Textbook of AI

A Joint Distribution specifies the probability of every possible combination of values for two or more random variables simultaneously. For discrete variables $X$ and $Y$, it is given by the joint PMF $p(x, y) = P(X = x, Y = y)$; for continuous variables, by the joint PDF $f(x, y)$. The joint distribution encodes everything there is to know about the relationship between the variables: their individual behaviours, dependencies, and conditional structure.

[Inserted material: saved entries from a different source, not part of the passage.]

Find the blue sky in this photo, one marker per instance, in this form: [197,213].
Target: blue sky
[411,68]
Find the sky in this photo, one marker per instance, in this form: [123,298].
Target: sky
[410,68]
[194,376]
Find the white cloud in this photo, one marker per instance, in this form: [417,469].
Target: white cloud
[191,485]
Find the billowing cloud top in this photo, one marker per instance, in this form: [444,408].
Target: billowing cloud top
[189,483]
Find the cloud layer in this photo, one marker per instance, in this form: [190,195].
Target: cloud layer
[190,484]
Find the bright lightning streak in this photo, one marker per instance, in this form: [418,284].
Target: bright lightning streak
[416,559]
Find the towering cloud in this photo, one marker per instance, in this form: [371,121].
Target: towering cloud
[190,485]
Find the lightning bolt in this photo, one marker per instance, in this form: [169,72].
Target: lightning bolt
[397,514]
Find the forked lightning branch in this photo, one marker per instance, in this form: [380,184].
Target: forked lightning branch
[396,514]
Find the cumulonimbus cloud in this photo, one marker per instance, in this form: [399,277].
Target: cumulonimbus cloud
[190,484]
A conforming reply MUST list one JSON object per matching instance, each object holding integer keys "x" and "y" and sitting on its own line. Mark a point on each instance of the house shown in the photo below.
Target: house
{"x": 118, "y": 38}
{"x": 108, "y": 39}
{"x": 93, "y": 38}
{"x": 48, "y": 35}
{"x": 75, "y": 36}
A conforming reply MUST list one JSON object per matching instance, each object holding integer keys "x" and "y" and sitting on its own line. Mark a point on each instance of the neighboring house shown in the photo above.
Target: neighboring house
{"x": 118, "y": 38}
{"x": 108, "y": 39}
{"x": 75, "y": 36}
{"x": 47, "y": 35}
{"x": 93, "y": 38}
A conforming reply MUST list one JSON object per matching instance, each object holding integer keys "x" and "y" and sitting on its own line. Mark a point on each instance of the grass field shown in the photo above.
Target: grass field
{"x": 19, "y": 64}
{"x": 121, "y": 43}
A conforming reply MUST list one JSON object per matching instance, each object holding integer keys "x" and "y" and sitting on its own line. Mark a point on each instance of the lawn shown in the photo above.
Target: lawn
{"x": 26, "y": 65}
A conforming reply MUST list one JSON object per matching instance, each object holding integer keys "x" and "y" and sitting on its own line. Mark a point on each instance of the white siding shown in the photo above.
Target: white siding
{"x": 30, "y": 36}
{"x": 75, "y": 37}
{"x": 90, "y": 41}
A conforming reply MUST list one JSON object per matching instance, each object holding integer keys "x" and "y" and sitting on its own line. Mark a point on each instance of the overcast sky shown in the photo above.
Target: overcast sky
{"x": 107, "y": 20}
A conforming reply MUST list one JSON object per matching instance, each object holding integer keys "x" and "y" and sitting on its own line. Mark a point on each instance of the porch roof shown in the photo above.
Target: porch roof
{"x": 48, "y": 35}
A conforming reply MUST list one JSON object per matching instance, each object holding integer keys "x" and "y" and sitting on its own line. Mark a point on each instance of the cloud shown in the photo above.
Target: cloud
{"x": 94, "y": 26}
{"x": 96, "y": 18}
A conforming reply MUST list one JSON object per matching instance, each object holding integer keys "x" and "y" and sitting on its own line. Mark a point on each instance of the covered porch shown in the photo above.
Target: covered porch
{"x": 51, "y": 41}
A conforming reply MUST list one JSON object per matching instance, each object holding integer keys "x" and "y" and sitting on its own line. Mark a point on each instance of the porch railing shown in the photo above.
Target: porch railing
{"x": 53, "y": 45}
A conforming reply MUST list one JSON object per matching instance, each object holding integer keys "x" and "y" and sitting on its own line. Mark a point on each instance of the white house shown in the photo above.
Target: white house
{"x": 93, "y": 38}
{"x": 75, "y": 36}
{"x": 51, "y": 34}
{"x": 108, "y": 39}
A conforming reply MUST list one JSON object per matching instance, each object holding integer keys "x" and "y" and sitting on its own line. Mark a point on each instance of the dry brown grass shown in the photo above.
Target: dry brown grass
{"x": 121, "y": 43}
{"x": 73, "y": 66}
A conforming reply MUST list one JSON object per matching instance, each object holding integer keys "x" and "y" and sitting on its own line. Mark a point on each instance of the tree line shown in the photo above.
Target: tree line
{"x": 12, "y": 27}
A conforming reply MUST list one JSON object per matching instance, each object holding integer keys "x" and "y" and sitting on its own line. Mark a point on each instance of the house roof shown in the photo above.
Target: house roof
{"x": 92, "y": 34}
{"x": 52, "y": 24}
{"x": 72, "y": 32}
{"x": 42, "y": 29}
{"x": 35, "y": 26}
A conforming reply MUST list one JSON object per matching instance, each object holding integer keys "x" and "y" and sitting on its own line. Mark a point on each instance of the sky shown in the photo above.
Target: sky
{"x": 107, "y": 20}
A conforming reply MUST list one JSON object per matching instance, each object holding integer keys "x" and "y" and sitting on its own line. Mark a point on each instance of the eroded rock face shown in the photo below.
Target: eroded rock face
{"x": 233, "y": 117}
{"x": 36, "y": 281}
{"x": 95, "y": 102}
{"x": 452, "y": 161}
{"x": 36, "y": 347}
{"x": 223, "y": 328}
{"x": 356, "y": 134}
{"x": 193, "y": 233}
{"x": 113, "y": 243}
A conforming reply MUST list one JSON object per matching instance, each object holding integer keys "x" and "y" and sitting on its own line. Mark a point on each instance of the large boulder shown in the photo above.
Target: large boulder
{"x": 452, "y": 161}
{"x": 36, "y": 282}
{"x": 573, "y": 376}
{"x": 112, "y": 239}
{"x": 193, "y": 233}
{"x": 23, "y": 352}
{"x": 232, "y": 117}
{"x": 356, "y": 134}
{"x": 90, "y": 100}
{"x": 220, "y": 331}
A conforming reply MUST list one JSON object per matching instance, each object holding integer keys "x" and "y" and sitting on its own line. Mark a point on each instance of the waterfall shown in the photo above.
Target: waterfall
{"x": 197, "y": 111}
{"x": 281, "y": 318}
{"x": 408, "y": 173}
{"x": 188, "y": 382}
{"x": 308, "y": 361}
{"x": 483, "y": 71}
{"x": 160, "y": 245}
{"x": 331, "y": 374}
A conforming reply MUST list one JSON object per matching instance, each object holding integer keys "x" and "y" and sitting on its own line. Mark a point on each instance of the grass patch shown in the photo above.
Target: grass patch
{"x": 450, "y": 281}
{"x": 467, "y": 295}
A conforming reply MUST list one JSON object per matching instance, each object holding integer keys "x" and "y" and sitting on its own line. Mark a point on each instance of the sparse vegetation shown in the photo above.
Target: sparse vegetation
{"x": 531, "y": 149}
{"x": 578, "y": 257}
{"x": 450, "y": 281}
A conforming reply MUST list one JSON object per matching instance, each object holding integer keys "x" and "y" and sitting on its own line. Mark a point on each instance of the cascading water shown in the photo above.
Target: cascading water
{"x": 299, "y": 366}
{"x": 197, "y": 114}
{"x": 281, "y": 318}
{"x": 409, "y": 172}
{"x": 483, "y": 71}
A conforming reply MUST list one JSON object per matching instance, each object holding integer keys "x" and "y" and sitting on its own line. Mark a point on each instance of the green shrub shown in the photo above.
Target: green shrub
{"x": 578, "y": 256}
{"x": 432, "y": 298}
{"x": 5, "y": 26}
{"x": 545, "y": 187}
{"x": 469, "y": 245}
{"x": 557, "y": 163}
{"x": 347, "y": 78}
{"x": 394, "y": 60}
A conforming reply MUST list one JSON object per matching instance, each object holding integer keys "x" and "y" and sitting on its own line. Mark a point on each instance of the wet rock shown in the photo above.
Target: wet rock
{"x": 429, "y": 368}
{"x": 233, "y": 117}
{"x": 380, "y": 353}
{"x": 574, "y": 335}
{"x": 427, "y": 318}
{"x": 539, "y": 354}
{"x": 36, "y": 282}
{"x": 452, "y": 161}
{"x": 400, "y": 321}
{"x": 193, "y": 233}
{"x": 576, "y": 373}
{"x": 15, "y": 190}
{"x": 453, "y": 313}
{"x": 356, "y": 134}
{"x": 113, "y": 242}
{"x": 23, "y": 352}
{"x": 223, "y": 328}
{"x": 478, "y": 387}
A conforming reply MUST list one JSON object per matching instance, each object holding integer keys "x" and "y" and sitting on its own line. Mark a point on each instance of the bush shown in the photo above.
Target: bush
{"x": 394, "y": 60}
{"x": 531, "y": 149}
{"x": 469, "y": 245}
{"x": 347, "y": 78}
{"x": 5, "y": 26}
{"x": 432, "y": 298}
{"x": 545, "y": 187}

From a joint distribution one can recover the marginal distribution of each variable by summing or integrating out the others: $p(x) = \sum_y p(x, y)$ or $f(x) = \int f(x, y),dy$. This operation, called marginalisation, is one of the two fundamental operations of probabilistic inference (the other being conditioning). It is central to Bayesian model selection, belief propagation in graphical models, and variational inference.

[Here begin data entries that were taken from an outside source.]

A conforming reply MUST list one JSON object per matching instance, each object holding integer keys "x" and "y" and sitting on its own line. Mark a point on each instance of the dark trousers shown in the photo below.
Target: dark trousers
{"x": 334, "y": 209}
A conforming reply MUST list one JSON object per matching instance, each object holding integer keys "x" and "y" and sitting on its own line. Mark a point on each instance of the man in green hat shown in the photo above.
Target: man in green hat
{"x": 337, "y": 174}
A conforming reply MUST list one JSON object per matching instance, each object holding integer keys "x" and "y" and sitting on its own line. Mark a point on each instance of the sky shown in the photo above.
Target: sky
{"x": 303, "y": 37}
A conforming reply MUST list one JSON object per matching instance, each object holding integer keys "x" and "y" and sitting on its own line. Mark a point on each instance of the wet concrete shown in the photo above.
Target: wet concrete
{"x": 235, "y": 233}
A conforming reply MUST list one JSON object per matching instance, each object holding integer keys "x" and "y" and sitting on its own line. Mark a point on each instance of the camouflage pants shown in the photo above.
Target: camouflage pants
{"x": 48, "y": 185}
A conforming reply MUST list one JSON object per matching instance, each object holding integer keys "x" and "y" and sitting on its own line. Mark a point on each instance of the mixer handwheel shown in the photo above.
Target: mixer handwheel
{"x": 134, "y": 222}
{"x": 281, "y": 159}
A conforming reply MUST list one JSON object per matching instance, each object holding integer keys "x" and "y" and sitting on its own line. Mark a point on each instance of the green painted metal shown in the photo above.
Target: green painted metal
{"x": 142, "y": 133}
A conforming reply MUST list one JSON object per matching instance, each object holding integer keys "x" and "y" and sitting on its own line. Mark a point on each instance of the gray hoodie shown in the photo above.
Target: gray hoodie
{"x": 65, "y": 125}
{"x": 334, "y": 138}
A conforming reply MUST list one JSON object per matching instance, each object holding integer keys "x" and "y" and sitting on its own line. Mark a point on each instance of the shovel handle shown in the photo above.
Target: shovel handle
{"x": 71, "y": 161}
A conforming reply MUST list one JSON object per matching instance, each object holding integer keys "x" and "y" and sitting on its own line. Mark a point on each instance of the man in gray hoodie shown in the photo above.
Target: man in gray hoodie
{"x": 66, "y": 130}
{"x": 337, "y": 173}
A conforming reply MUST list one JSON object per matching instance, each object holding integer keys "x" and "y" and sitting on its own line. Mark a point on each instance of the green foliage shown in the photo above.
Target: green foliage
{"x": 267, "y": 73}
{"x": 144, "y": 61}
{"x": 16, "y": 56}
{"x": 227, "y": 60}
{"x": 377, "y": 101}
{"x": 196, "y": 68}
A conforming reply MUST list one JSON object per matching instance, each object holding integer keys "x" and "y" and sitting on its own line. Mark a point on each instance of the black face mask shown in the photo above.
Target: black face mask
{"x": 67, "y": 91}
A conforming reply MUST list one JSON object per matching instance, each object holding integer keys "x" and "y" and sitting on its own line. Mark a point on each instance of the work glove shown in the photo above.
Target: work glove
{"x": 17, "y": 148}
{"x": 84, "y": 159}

Joint distributions over high-dimensional random vectors quickly become intractable if treated explicitly—$K$ binary variables have $2^K$ joint states. Graphical models make joint distributions tractable by encoding conditional independence assumptions through graph structure. A Bayesian network factorises the joint as $p(x_1, \ldots, x_n) = \prod_i p(x_i \mid \text{parents}(x_i))$, dramatically reducing the number of parameters. Modern autoregressive models, including large language models, use the chain rule of probability to factorise joint distributions over token sequences.